En 2012, Kim Stanley Robinson se livre à exercice de prospective : imaginer un futur distant de 300 ans. Le résultat est aussi brillant qu’exaspérant.
À la fin de Mars la bleue, KSR imaginait le concept d’accelerando, période voyant la colonisation du Système solaire, de Mercure jusqu’à Neptune. Lorsque débute 2312 (qui n’a rien d’une suite), cette période appartient déjà au passé ; s’il fallait trouver un nom à cette nouvelle ère, c’est celle de la balkanisation. Imaginez : Mercure et sa cité mobile, Vénus en cours de terraformation à grands coups de comètes, Mars terraformée grâce à l’azote provenant de Titan, des ligues du côté de Jupiter et Saturne, et surtout d’innombrables astéroïdes évidés pour constituer des habitats spatiaux et abriter ainsi la faune et la flore menacées de la Terre.
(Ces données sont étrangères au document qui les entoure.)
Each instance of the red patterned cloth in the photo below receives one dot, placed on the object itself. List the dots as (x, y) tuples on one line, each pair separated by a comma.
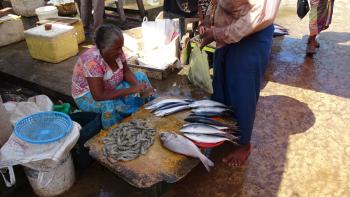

Un ensemble de traités – l’accord Mondragon, nommé d’après cette commune du Pays basque espagnol où une coopérative ouvrière a vu le jour – a permis l’émergence d’un système économique post-capitaliste. Une utopie ? Pas loin. Seule la Terre, polluée, ses continents grignotés par la montée des eaux due au réchauffement climatique, reste le parent pauvre. La planète des origines est-elle condamnée ?
Tout roman nécessite un événement déclencheur, et celui de 2312 est la mort d’Alex, la « Lionne de Mercure ». Décès naturel ou mort suspecte ? Sa petite-fille, Swan Er Hong, artiste et ancienne conceptrice d’habitats spatiaux, va se retrouver à son corps défendant plongée dans une intrigue voyant l’apparition d’une menace inédite. Cette enquête la mènera aux quatre coins du Système solaire… et fera de 2312 une année charnière pour cet avenir.
Brillant, le roman l’est dans ses idées. KSR déploie ici un Système solaire crédible. Abondance, liberté, fluidité des genres comme des déplacements à travers l’espace interplanétaire, un véritable élan utopique parcourt les pages. Comme John Brunner avec Tous à Zanzibar, l’auteur s’appuie sur une structure tirée de la fameuse trilogie « USA » de John Dos Passos : les chapitres faisant avancer l’intrigue alternent avec des listes, des extraits de textes fictifs, des focus sur tel ou tel corps céleste ou des « promenades quantiques » plus expérimentales. Exaspérant, 2312 l’est sous l’aspect romanesque : le roman traîne en longueur, l’enquête sur la mort d’Alex tenant surtout du prétexte pour une balade à travers le Système solaire. En dépit, ou plutôt grâce à ce défaut, 2312 se prête curieusement bien à la relecture : une fois que l’on sait que le voyage va être lent, on peut prendre son temps pour admirer les détails du paysage. Et quel paysage.